Lancashire Legends, Traditions, Pageants, Sports, &c./Part 4/Scold's Brank or Bridle


Hanging up in the Warrington Museum may be seen a representation of a withered female face wearing the brank or scold's bridle; one of which instruments, as inflexible as iron and ingenuity can make it, for keeping an unruly tongue quiet by mechanical means, hangs up beside it. Almost within the time of living memory, Cicily Pewsill, an inmate of the workhouse, and a notorious scold, was seen wearing this disagreeable head-gear in the streets of Warrington, for half an hour or more.
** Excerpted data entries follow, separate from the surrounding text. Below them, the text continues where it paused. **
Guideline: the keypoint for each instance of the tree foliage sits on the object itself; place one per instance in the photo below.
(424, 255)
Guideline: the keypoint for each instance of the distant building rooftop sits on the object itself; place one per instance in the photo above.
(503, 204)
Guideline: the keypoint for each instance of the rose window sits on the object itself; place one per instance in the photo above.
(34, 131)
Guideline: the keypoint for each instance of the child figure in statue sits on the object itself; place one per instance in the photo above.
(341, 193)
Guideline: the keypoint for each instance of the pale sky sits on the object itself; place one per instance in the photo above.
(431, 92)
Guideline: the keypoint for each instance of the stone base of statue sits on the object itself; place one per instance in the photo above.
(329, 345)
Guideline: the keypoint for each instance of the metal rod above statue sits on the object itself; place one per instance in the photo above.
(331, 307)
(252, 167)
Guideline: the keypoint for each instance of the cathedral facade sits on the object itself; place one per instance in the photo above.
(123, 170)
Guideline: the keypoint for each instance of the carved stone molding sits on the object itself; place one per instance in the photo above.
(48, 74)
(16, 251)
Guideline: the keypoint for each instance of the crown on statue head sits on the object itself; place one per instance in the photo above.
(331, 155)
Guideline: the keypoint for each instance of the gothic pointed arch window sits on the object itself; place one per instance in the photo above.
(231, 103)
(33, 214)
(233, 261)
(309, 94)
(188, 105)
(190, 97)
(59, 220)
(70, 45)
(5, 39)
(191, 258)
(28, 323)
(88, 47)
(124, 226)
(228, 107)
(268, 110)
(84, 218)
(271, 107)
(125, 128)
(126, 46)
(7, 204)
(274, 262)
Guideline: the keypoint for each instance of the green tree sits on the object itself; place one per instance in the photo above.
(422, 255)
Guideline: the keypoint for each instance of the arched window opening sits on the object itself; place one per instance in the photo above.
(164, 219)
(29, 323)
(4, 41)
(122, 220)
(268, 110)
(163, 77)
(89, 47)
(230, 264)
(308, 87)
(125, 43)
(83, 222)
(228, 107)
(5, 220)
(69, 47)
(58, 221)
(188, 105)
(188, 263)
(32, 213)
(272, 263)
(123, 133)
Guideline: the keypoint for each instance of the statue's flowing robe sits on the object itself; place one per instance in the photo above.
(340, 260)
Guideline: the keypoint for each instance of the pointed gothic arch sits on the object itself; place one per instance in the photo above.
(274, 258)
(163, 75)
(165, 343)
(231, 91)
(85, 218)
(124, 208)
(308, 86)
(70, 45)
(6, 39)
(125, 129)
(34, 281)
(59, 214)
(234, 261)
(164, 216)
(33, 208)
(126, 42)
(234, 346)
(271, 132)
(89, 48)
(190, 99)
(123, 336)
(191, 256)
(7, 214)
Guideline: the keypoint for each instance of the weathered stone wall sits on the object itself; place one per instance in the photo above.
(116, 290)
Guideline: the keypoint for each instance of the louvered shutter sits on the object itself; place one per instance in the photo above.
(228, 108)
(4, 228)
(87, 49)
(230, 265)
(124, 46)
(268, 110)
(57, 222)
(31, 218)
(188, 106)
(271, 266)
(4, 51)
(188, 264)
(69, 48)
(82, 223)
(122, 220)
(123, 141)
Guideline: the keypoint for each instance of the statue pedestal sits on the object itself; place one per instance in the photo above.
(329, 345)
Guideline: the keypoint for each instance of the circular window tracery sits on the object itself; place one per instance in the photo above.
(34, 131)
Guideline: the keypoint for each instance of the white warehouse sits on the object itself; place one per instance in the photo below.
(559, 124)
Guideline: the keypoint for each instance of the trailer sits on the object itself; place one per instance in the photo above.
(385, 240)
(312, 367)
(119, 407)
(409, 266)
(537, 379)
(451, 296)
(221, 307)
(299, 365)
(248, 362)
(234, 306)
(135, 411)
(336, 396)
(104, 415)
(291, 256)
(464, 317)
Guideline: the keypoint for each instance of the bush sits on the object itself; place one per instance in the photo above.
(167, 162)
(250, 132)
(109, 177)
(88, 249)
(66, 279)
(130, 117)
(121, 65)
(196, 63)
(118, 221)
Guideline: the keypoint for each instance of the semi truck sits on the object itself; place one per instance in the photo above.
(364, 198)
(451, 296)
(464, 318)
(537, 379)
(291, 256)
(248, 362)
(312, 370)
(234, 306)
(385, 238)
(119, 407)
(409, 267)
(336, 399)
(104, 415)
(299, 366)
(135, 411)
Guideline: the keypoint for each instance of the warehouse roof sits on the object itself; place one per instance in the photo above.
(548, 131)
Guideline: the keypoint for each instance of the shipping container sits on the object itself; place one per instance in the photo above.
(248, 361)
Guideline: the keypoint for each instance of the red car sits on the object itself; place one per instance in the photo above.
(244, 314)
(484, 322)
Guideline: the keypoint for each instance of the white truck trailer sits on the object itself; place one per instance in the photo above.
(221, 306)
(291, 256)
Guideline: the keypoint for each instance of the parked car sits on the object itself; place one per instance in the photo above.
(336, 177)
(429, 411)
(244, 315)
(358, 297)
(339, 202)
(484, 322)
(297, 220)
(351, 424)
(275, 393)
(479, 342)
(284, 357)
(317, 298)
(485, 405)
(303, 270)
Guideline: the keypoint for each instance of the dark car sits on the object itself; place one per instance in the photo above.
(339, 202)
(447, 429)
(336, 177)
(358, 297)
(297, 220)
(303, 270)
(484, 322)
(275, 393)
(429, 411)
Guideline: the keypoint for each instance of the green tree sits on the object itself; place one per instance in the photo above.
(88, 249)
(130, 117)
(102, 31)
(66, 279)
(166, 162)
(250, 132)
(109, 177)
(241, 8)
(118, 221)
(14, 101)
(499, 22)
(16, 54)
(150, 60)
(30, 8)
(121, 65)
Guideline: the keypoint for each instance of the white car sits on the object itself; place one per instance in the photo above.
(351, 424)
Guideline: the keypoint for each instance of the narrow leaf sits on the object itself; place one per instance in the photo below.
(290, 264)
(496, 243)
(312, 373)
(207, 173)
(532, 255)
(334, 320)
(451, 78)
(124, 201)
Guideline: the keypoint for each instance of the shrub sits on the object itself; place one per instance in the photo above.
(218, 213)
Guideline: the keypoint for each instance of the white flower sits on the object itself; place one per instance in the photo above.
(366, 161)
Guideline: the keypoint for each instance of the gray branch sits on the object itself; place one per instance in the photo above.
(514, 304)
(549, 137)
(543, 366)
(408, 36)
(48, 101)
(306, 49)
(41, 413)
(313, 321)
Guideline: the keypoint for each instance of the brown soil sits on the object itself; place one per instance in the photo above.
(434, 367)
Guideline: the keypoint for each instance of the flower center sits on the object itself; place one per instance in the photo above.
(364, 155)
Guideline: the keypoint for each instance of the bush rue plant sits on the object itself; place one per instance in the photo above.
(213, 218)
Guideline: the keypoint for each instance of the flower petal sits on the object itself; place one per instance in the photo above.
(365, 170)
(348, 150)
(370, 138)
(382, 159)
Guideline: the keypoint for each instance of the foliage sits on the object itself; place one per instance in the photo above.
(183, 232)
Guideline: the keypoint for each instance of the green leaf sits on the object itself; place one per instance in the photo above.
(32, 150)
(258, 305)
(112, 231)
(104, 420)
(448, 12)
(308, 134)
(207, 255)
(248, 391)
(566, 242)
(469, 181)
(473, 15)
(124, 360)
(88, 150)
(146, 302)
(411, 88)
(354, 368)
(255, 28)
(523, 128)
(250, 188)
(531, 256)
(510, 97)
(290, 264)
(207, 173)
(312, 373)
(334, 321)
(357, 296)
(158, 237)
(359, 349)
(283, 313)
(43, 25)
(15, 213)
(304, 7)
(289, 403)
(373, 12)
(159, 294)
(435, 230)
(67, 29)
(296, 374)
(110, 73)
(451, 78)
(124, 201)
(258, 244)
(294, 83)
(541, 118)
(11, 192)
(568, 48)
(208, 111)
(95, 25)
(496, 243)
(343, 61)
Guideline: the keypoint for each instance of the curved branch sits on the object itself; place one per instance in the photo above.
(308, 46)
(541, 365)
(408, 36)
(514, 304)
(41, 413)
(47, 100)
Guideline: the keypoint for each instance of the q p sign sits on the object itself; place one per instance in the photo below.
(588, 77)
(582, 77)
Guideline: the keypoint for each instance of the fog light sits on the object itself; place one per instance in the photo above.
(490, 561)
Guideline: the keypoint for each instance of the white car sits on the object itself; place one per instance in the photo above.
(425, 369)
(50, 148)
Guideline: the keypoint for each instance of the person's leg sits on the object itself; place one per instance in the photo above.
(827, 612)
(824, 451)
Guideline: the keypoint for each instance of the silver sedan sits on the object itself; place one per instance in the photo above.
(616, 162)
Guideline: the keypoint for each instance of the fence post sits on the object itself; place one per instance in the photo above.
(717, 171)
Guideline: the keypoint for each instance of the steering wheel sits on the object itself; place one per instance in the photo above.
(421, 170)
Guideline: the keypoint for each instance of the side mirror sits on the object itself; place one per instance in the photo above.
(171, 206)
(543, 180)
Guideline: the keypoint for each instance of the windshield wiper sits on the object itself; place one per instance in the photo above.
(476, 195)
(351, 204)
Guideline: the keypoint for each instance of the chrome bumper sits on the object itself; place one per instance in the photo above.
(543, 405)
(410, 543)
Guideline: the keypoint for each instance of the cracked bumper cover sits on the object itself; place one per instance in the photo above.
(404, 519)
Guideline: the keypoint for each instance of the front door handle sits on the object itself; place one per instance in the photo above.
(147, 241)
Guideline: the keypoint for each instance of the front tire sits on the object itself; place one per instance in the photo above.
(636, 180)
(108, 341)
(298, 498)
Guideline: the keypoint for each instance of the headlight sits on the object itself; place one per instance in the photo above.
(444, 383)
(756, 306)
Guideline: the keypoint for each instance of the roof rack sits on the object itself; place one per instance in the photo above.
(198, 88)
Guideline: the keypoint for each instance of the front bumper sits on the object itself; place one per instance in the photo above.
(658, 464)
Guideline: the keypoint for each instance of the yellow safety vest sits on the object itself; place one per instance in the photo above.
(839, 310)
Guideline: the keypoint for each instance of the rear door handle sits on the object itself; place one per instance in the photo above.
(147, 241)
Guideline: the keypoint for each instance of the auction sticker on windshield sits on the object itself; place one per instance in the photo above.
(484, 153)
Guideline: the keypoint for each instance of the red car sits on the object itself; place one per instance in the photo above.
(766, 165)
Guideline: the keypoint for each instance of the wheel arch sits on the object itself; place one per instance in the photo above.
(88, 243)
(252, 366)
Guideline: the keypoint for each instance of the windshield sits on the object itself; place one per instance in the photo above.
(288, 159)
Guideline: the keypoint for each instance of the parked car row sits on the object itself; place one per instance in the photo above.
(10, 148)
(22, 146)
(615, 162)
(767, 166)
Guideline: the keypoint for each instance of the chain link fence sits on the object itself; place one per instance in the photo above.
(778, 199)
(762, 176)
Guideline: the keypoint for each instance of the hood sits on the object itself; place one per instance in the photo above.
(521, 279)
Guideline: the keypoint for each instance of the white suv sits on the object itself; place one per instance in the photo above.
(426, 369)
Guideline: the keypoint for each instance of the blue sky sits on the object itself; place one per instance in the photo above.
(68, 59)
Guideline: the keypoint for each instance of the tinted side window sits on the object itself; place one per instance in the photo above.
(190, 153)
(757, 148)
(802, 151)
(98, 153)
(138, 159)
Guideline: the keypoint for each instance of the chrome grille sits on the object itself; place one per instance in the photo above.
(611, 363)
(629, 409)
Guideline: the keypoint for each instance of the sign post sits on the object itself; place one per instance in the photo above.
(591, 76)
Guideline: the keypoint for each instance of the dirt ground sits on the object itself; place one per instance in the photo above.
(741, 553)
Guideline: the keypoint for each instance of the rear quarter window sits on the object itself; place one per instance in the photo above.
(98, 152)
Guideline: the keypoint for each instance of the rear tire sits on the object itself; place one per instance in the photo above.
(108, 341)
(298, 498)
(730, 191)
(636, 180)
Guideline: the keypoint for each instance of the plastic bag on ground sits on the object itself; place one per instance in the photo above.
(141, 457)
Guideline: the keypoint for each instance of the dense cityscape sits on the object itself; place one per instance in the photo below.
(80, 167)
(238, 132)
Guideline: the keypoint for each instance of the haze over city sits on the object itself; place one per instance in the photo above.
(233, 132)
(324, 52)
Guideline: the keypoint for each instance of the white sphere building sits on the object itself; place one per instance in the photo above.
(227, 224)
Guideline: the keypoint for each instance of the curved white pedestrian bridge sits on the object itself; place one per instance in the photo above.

One can hardly conceive a punishment more degrading to the offender, or less calculated to refine the spectators, and yet it seems to have been common in every part of England, and there are few places where a brank or scold's bridle is not shown as the effective mode in which our fathers curbed an unruly tongue. Cicily Pewsill's case still lingers in tradition, as the last occasion of its application in Warrington, and it will soon pass into history.—Beamont's "Warrington in the Thirteenth Century."


Dr Whitaker, the historian of Whalley, formerly possessed a scold's brank, which had evidently done much duty. Dr Plott says:—"This artifice is much to be preferred to the ducking-stool, which not only endangers the health of the party, but gives liberty of tongue betwixt every dip. . . . The offender, by order of the magistrate, when the brank is fastened with a padlock behind, is led round the town by an officer, to her shame." The present occupier of Holme is not aware what has become of his grandfather's brank.